In the UK, this is a massive hot-button topic for many business owners, with conflicting claims coming in from every direction. The scenario goes like this; your company hires an external accountant to calculate and pay all of your taxes, but this accountant makes a mistake resulting in your business owing HMRC some money. This could be due to a number of reasons, from mistakes when filing, negligence, to misconduct, but all with the same result. If this happens then it can become a major issue for many companies.
In this situation, the company will be under the impression that it is the accountants fault, and that they are to blame, but unfortunately that is not how HMRC percieves things. You are always legally responsible for your company’s self-assessment taxes, and the accountant is hired as an agent of your business to do this, therefore fault is with the business, not the accountant.
Now there are a few ways to remedy this, but unfortunately all of them require some form of litigation or outside help. If your company can afford to pay the fees concerned, then the best advice is always to pay as soon as possible, and remediate later. If your business cannot afford to pay, then HMRC has the legal right to ‘extract’ the payment from your company; it may mean closing down, which nobody wants. By paying the fees litigation can be pursued, either from the accountants professional indemnity insurance (if they have this, it’s not a legal requirement) or by suing them personally. Filing a suit against them personally is often the only option left for many SMEs, but the compensation for such a case rarely covers the requirement.
Unfortunately, if your business cannot afford to pay to discrepancy to HMRC, then options are very limited. The business cannot sue the accountant personally, as you have technically not lost the funds you’re trying to sue for. In this situation, the best available option will end up costing a little bit of money anyway; hire an external auditor to check your accounts, and attempt to make an arrangement with HMRC after explaining the sitaution. HMRC will never waive a fee for a business, but they may be able to help set up a payment plan, or even extend the deadline to avoide interest and late fees.
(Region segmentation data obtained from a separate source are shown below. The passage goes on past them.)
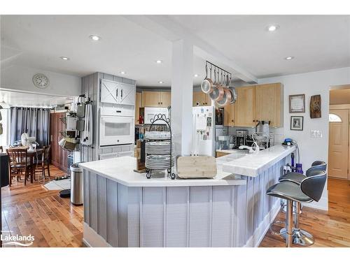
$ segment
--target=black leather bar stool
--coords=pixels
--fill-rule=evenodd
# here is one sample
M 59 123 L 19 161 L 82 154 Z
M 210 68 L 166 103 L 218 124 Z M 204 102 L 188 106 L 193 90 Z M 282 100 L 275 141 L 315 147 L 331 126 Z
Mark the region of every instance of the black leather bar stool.
M 305 175 L 300 174 L 295 172 L 290 172 L 284 175 L 282 175 L 279 181 L 279 182 L 291 182 L 297 184 L 300 184 L 301 182 L 306 177 L 310 177 L 314 170 L 325 171 L 327 168 L 327 163 L 323 161 L 316 161 L 312 163 L 311 168 L 309 168 Z M 314 244 L 314 237 L 309 232 L 300 229 L 299 228 L 299 215 L 301 213 L 301 204 L 300 203 L 295 203 L 295 222 L 293 231 L 293 243 L 300 246 L 309 246 Z M 285 231 L 285 228 L 281 229 Z M 286 238 L 286 234 L 281 235 L 282 238 Z
M 297 203 L 318 202 L 327 180 L 327 174 L 323 170 L 312 170 L 300 184 L 290 181 L 283 181 L 270 187 L 266 194 L 287 201 L 286 245 L 291 247 L 293 240 L 293 202 Z

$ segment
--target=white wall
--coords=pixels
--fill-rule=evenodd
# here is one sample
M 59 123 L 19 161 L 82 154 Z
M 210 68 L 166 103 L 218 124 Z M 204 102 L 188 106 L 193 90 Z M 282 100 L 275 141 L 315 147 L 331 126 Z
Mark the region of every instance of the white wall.
M 259 84 L 281 82 L 284 85 L 284 136 L 298 141 L 300 148 L 300 161 L 304 170 L 306 170 L 315 160 L 328 162 L 328 112 L 329 89 L 330 85 L 346 85 L 350 83 L 350 67 L 311 72 L 281 77 L 259 79 Z M 290 94 L 305 94 L 306 112 L 302 114 L 289 113 Z M 322 117 L 311 119 L 309 116 L 310 96 L 321 94 L 322 100 Z M 304 130 L 290 131 L 290 115 L 304 117 Z M 312 138 L 311 130 L 320 130 L 322 138 Z M 309 205 L 321 209 L 328 209 L 328 191 L 323 191 L 322 198 L 318 203 L 313 202 Z
M 50 80 L 49 86 L 41 89 L 34 85 L 33 75 L 45 74 Z M 81 92 L 81 78 L 41 69 L 13 66 L 1 69 L 0 87 L 58 96 L 78 96 Z

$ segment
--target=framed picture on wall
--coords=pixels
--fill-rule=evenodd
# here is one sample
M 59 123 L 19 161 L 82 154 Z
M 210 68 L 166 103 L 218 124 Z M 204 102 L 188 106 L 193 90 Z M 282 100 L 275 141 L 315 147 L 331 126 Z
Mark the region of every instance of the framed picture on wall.
M 305 95 L 304 94 L 289 96 L 289 112 L 305 112 Z
M 304 117 L 290 117 L 290 130 L 302 131 L 304 128 Z

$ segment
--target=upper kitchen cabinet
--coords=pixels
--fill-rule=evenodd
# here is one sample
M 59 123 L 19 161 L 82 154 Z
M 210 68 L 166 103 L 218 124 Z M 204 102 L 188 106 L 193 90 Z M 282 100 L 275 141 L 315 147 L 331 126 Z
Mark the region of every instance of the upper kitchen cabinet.
M 209 96 L 206 94 L 202 92 L 202 91 L 193 92 L 193 106 L 209 106 L 211 105 L 211 101 Z
M 133 105 L 135 103 L 135 85 L 102 79 L 101 102 Z
M 239 87 L 236 89 L 237 100 L 235 106 L 235 126 L 255 126 L 256 87 Z
M 136 87 L 134 85 L 120 83 L 120 103 L 122 105 L 134 105 Z
M 270 120 L 270 126 L 283 126 L 283 90 L 281 83 L 259 85 L 256 87 L 256 119 Z
M 110 103 L 119 103 L 118 89 L 120 84 L 118 82 L 102 80 L 101 80 L 101 102 Z
M 223 108 L 223 124 L 227 126 L 235 126 L 235 111 L 236 103 L 230 103 L 225 105 Z
M 141 107 L 142 94 L 140 92 L 136 93 L 135 98 L 135 124 L 139 124 L 140 108 Z
M 172 105 L 172 92 L 160 92 L 160 105 L 166 108 Z
M 142 92 L 142 107 L 167 108 L 171 104 L 169 92 Z

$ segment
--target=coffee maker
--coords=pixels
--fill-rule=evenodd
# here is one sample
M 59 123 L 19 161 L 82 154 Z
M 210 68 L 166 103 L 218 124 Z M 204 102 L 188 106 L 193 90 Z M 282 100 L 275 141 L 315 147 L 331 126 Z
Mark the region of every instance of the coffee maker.
M 246 145 L 246 136 L 248 136 L 248 130 L 236 130 L 236 148 L 241 145 Z

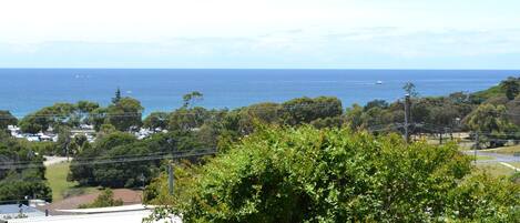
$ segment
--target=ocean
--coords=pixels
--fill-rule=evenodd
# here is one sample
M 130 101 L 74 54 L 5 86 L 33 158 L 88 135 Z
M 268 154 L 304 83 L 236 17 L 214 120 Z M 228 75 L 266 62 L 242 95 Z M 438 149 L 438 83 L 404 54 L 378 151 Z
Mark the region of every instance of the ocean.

Of course, this sitation is massively different if the accountant in question admits fault. Even without ‘professional indemnity insurance’ then the company may still successfully sue the individual for the original amount, interest, fees, and even compensation. As is common, most accountants will not admit fault even if fault is theirs alone, but this is not then end. Though it may take weeks to months for an issue like this to get sorted, it’s rare that an incident like this is unfixable, and an external auditor may prove to be the best option. The best policy is to use an industry recognised accountant with the appropriate insurance, for if an accident does happen.